I recently split up with my ex girlfriend who has been diagnosed with severe borderline personality disorder, as soon as I told her it was over and we can never go back together I was hit with an interdict and a whole lot of false statements against me.

She had claimed I was physically abusive towards her etc. when in reality it was myself that had his nose broke and at one point she attempted to bite my cheek off. after the interdict and a court case along with social worker meetings I returned home and got a phone call from CSA and they were telling me that the ex had opened a claim with them and they were going to be taking 20% of my money from now on. I said but I take care of her little boy who thinks I’m his dad so why should I have to pay so much? The woman then told me that, that was my problem.

I felt I was spoken to in a disgusting tone of voice and left with no chance of reasoning with them. I take the children (all three of them) next to 50% of the time and yet I am still receiving no money from her benefits that she gets to take care of the children. Instead she goes out and drinks every penny of it. How can the CSA take 20% of your money? after tax as a self employed joiner being at 20% then that is meaning 40% of my wage is going out before I receive anything. then national insurance on top of that! where is the justice in that? why is it the fathers that love their children and want them in their full time custody have this government funded group of people that are quite clearly ripping good men off.

I believe the CSA should be doing investigations into those that claim against their ex partners because the ones that are making a claim tend to be angry with their ex partners and have this group of people supporting them.

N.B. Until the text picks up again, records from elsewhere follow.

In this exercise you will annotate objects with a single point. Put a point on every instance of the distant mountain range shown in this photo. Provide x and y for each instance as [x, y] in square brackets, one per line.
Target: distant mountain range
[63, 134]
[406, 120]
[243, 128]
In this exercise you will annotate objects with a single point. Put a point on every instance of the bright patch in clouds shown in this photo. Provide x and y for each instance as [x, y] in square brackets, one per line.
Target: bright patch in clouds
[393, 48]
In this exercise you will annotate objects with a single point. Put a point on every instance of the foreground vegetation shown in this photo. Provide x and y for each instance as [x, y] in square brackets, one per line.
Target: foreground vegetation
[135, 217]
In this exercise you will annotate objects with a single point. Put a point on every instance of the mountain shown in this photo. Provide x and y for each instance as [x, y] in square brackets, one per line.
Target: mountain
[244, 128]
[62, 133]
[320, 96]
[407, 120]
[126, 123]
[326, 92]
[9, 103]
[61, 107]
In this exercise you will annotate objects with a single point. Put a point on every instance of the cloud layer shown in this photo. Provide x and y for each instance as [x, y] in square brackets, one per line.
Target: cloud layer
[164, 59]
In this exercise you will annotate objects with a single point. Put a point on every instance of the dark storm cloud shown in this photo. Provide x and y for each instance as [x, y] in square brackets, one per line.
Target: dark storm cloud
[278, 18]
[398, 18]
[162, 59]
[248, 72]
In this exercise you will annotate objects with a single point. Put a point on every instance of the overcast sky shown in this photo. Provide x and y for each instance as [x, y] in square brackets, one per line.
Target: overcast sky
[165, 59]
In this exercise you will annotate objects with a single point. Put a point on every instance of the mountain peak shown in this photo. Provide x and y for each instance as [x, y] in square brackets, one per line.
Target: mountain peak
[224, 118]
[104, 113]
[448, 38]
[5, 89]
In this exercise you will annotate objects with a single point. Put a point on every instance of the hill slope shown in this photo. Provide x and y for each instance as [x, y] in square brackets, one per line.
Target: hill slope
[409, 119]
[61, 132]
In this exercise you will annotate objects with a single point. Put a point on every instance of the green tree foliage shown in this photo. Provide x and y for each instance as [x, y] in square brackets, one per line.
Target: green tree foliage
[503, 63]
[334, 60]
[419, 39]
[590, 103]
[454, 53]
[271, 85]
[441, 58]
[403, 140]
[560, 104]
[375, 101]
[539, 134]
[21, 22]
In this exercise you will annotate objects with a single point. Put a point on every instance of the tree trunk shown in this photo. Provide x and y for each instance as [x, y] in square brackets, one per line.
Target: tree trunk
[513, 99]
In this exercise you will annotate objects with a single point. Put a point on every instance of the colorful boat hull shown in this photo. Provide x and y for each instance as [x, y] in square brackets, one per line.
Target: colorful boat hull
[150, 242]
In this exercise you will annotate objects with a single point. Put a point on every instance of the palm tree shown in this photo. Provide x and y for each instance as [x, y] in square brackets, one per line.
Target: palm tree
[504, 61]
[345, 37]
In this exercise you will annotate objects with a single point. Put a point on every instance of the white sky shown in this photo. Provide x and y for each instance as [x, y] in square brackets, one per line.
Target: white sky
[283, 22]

Then they have womans aid supporting them and men are left desperate for support yet get nothing! I find the CSA a very sexist group of people and I believe that it should be illegal as I am willing to pay for my children through an agreement between my ex and myself. It is a very immature way to get back at your ex simply because they couldn’t handle the violence put towards them and the mental abuse that was and still is being received due to the CSA robbing us of our hard earned money. something needs to be done to make things fair, scrap the CSA

Comments

  • Glenn says:

    Hi Paul,

    If you can prove to the child benefits people that you do have your 2 biological kids for 50% of the time you could apply to get child benefit for one of them. You may have to keep a diary of overnight stays to back up your claim to them. If you can get the child benefit for one of them I’m pretty sure you will pay nothing to her. This is because you will be in exactly the same position as her. I was in the same circumstances approx 8 years ago and paid nothing.

    Also, If that fails I would be trying to get her to negotiate outside the CSA anyway. Being Self Employed is a strong position for you as you are a sole trader and can control your finances without being hit with a deductions of earnings order. If you think that the CSA are asking for too much negotiate a more reasonable figure directly with her. If she disagrees, you could make life very difficult for her. I’m not trying to encourage irresponsible parenting here but Self Employment is one of the main ways of evading CSA. You could quite easily claim £100 a week wages on the books and pay her nothing, and not declare the rest.

    Avoid this type of action and be a responsible father. I wouldn’t have said this at all if the system was fair and 50/50 shared care involved nil payment either way. But it doesn’t. The NRP (95.2% of which are fathers) gets a pathetic 3/7ths reduction. So try the Child Benefit route first. If that fails negotiate with her afterwards to close the case. She needs to be aware that you do have leverage here because of your employment position.